そのうち3か所にはウォーターサーバーが設置されているそうで、ホームページには、「ご利用の際はマイボトルをご持参ください。」と書かれていました。豊島区では、高齢の方へのクーリングシェルターの紹介や戸別訪問も実施。

都内以外でも、埼玉県熊谷市では、今年から試験的に公共施設や商業施設などのあわせて10か所に、冷房が効いた部屋で暑さをしのぐための「クーリングシェルター」が開設。

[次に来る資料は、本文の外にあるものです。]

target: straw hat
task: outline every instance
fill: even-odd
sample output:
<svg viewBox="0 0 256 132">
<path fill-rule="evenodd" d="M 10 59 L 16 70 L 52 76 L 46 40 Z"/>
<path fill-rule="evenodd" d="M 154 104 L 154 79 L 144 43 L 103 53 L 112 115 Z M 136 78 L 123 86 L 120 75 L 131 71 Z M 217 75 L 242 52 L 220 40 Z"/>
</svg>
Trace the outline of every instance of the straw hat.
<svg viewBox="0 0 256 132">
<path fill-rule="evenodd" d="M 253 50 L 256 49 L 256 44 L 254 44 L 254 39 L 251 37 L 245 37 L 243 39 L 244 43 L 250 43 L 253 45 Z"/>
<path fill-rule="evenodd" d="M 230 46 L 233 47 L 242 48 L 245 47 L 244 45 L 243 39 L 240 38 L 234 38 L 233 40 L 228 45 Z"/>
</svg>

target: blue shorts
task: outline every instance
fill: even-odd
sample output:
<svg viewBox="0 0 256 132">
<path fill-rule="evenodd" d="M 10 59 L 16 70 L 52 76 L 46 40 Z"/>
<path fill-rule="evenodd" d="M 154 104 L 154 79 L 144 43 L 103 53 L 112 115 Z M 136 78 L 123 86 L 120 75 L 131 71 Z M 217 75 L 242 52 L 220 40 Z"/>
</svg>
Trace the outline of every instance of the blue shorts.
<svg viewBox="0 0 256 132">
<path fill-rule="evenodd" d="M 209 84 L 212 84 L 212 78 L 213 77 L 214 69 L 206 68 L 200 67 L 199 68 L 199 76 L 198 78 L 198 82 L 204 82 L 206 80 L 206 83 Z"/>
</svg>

市街地の酒店では、冷房が効いた部屋に冷たい飲み物などが用意されているそう。

他にも、神奈川県茨城県静岡県愛知県福島県大阪府兵庫県など全国各地でこうした取り組みが始まっています。

環境省によると、全国ですでに125以上の自治体が取り組みを進めていて、図書館などの公共施設のほか、コンビニエンスストアや銭湯、薬局などの

民間施設を避暑施設として開放しているということです。

環境省は今後、「クーリングシェルター」を増やそうと、多くの自治体に参加を呼びかけたいとしているので、もっと身近な存在として増えてくると思います!

このクーリングシェアは、「涼みスポット」「お休み処」「クーリングシェルター」などの“のぼり”や目印が張ってあったりするので、もし見つけたら、ちょっと入ってみるのもいいかも。

そのほうが、いざという時に避難しやすいですよね。

あとは、お住まいの場所や、通勤通学路の近く、おじいちゃん・おばあちゃんのお出かけルートの近くなど、クリーンシェルターを事前に調べておくと良いかもしれませんね。

協力できる民間施設の募集もしているそうなので、協力できそうという方は、一度お近くの役所に問い合わせてみてください。